I recently used this reading to reflect on the theme of ‘busyness’ with a group of young adults. What came from that discussion was their experiences of being caught in an ever-busy world where there is no concept of “slowing down” and where “busy” equals “productive”. Mary and Martha have something each to teach us in this space: there is always important work to do, but there are perils in ignoring the need to slow down and reflect. Find the things that strengthen and bring light to the Kingdom but don’t be afraid to sit in the presence of God and say nothing.

Sunday 24 July – Seventh Sunday after Pentecost

Luke 11: 1-13

It is within a story about how to pray that we encounter a parable on hospitality and a lesson on persistence. The parable of the midnight visitor would have rung true to the ears of Jesus Palestinian listeners.

In Luke’s gospel we have a more concise version of the ‘Lord’s Prayer’ than we find in Matthew, but with the same basic content. By addressing God as ‘Father’ in this prayer, the disciples and community of faith places itself within the family of God they have been introduced to by Jesus. Brendan Byrne notes that the petitions in the prayer may come across as ‘wishes’ (may …) but in the original tongue of Jesus, these would be much stronger – in effect telling God to bring about what they propose. The community that prays this prayer prays it in the world, as part of the world, on behalf of the world, to which it tells of the onset of the Kingdom.
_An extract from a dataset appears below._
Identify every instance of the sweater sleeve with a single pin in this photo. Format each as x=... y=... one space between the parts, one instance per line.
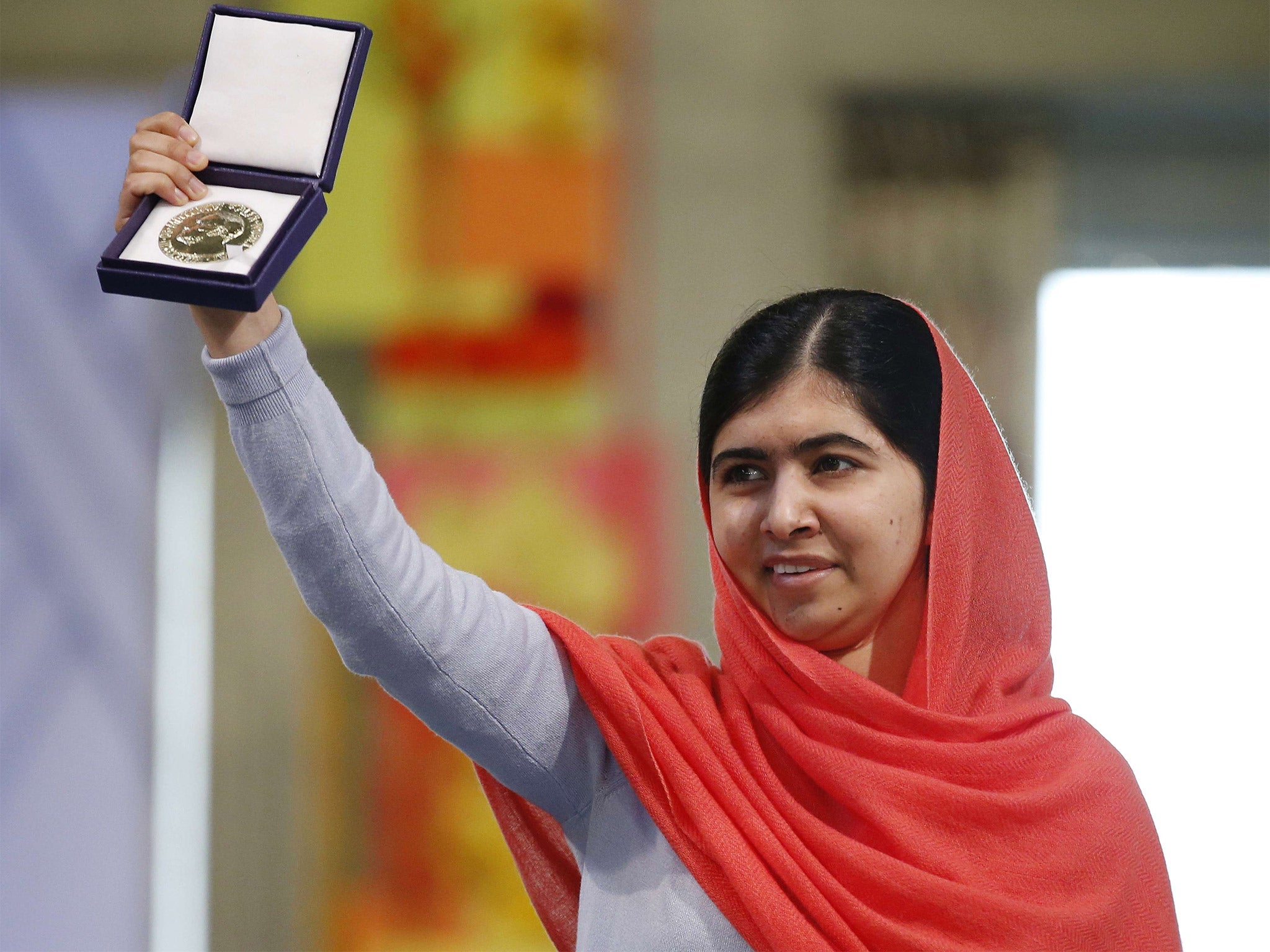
x=479 y=669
And so, having taught what to pray, Jesus proceeds to tell the disciples of the attitude that must go with the words. We have a parable of hospitality where – even if friendship is found insufficient – obligation and persistence will deliver. Jesus uses this to explain further that all things sought will be found. Why? Because it is inconceivable that a good parent such as God would present anything to us that would harm.

This parables engages our intense human feelings and draws a direct link between those emotions and our attitude to God.

Sunday 31 July – Eighth Sunday after Pentecost

Luke 12: 13-21

The parable we’re presented with comes from in the midst of a longer teaching from Jesus where someone in the crowd listening decides to try and get some free legal advice! This is part of a wider section of teaching that has generally been referred to as some of Jesus’ most difficult teaching in the Gospel of Luke.

This is a difficult parable that challenges our cultural understandings on greed and wealth. The man in the parable was mostly concerned with himself and setting himself up for his later life. God, in the parable, calls him a fool as he never knows when his life would be demanded from him. Perhaps there is some reflection here on a focus on “future proofing” and planning for things to come, without giving any attention to the ‘now’?

Is this a warning against being “self-centred” and “self-obsessed”? The wealthy landowner’s thoughts (the dialogue he has with himself) are for Jesus an example of wrong thinking—the rich fool focuses entirely on himself. In just three verses he uses “I” six times and “my” five times.

The problem presented in this parable is not so much the possession of riches as such. It is that the desire to acquire and enhance them, fed by insecurity, prevents people from attending to relationship with God and each other that brings the only security that counts. Such desire erodes our concern for the ‘other’ that is the basis of community. Attachment to wealth, therefore, is incompatible with living, sharing and celebrating the hospitality of God.